Overhead Benchmarks: New Relic vs. Scout

February 07 Bullet_white By Derek Bullet_white Posted in App Monitoring Bullet_white Comments Comments

High monitoring overhead is a silent killer: your app's requests take longer, throughput capacity shrinks, end users requests start stacking up in a request queue, you react by provisioning more servers, and finally, more servers == more $$$.

So how does Scout's overhead compare with the competition? To find out, we set up a suite of benchmarks comparing Scout's overhead to New Relic.

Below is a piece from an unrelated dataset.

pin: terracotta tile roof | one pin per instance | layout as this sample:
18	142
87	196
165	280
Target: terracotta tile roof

To ensure fair results, every part of these tests is open-source - from the Rails app we're benchmarking to the Rails log files generated by the benchmarks. We encourage you to analyze the raw data, try these benchmarks on your own, and let us know if you come to a different conclusion.

Benchmarking Scenarios

App monitoring overhead varies based on (1) instruments used and (2) available resources on the application server.

That in mind, we benchmarked agent overhead in the following scenarios:

  1. Representative endpoint - this test hits 100 endpoints in a Rails app, with each controller-action conducting 21 database queries and rendering 20 view partials.
  2. Expensive Endpoints - we simulate an app that does a lot of work to deliver a request (1k database queries and 1k view partials).
  3. Fast Endpoints - we simulate an API-like controller-action that does very little work.

In these benchmarking tests, our metric of comparison will be response time. We're benchmarking a Rails 4.2.5 application running Ruby 2.2.3.

I've put the results below. Beneath this summary, you'll find details and analysis on each benchmark. The percentages below represent the increase in response time when each agent is installed. Lower is better:

Response Time Overhead Benchmarks

Benchmark APM Agent Response Time Overhead
Representative Endpoint

21 database queries and 20 view partials per controller-action.

None 55.6 ms
New Relic 80.4 ms 44.5%
Scout 56.8 ms 2.2%
Expensive Endpoint

1k database queries and 1k view partials per controller-action.

None 2,811.1 ms
New Relic 3,871.0 ms 37.7%
Scout 2,922.8 ms 4.0%
Fast Endpoint

1 database query and no view partials per controller-action.

None 2.82 ms
New Relic 3.71 ms 32.0%
Scout 3.06 ms 8.8%

Representative Endpoint Benchmark

Every Rails app is a special snowflake, but this is a close approximation of a high-traffic, Rails app controller-action based on data we've collected from the apps we are monitoring.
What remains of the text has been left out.